Saturday, May 29, 2010

Balance

I apologize for leaving you all hanging, but I've been struggling to find my missing balance in my life, and my world. Balance has always been fairly important to me, and even when things around me are out of whack, I'm usually a calm in the center of it, having my own personal balance and feel for what's going on.  I've come to realize lately that I'm very out of balance in more ways then one. I'm sure nobody is surprised to hear I'm a Libra.

My intuition and impressions in general aren't what they used to be.  I still get feelings from people, and sometimes loud impressions, but not of the same depth, and not as "on demand" as I used to.  My emotions are off, and I seem to feel...just differently.  I've always been able to swing and feel to either extreme, I can cry at movies, and it doesn't phase my "manliness".  And I laugh out lout, and love to laugh.  I love dramas, sitcoms, comedies, tear jerkers.  I'm not sure how to explain how my feelings are off, but they are.  Physically, I'll sometimes lose my balance for no reason at all as well.  Just standing still in the shower, walking down the hall, or sitting on the bed, I'll suddenly start to fall over.

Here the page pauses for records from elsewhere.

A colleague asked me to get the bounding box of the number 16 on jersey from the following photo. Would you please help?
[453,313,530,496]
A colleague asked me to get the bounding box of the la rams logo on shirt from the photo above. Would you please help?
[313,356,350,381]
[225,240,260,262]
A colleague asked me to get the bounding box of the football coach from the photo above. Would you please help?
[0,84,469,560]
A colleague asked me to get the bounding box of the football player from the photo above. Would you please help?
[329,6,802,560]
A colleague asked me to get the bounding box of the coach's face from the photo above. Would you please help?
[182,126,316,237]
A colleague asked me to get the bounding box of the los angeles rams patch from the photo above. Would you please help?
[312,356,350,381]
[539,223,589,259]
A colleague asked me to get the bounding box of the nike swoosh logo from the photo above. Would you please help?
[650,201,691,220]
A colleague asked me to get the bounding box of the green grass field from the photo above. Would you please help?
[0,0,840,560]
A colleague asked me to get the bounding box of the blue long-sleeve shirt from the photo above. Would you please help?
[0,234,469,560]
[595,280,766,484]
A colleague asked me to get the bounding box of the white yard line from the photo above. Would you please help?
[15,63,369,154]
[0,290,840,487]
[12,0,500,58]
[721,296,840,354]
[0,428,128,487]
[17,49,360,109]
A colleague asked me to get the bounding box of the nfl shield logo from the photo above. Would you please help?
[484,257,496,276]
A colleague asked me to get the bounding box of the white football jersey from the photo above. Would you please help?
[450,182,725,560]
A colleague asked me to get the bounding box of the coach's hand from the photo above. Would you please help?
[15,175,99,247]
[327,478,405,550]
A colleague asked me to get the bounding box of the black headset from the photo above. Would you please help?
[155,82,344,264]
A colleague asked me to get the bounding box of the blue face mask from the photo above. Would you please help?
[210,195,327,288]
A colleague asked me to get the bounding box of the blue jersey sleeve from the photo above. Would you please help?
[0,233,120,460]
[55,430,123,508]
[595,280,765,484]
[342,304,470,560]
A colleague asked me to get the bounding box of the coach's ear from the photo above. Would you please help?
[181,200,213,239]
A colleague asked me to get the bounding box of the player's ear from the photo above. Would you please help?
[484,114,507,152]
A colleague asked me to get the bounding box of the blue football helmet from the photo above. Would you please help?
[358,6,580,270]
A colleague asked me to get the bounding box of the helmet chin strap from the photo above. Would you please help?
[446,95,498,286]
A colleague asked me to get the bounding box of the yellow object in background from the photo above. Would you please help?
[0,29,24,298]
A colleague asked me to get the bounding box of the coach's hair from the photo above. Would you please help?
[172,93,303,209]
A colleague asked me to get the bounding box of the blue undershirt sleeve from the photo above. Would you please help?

I'm working on finding the solution to the problem(s), and as part of that I quit writing here for awhile.  I thought maybe part of the problem is that I've been doing to many things, and starting to many projects.  I'm reading 5-6 different books right now, I finally got a tarot deck that I really love, I started some writing on a novel idea, I'm working on some ideas for a podcast with a friend of mine...and of course I'm still struggling to find a job, and trying to find my path spiritually.

Writing or blogging can be very cathartic, and not blogging hasn't been helpful so I'm back to trying to write.  I say trying because its still hard to do this.  I'm not sure where I'm going, so I often feel that I don't have a topic or just ONE topic to write about. I'm not sure that I'm progressing spiritually, and I think that's part of my balance issues.  I can't quite seem to find the right direction.  Partially because I can feel where I need to go, but I don't really have the home support to allow me to wander.  I officially got called something like a "freak" (actual word not being recalled), by my wife that doesn't really understand where I'm going or why. I do have a few friends now that I've let read my blog, and discussed what I'm doing.  They're supportive, which is great, but they aren't on the same path really, so its still a hard discussion.  I'm not sure what I am, or where I'm going, so its not like I can just say, "I've decided to be catholic" and we can discuss that. 

I know there are websites with people like me, and I do participate at one, but its not the same as being able to sit down with a friend and just talk, and let your mind wander. Unlike most formal religions there aren't really many churches, where you can go and listen, or talk to people.  A lot of more organized religions, if you want to know more, just show up on a day of worship, and attend a service.

Psychically,  I've been working on opening myself up more, in a way I haven't done since high school.  That alone could definitely throw me out of whack, but I think its more then just that.  Hopefully though I can be more centered as I become more in tune, and in touch with that part of me again.

How to find and restore the balance...I'm not sure, but not writing doesn't seem to be the answer.

Rainy

1 comment:

Rich said...

I just write about things that irritate me. I come out swinging on the blog, feel much better, and if I can educate someone as well as to the garbage that is happening around us, all the better. I have been writing(novels, whatever) for a few years now, one of them is finally taking serious shape, so do not be discouraged if yours takes a while to work out. I have not worked outside the home since 2007, so I totally feel your pain there. My wife and I had to move to another part of the state to find work, so again, you are not alone.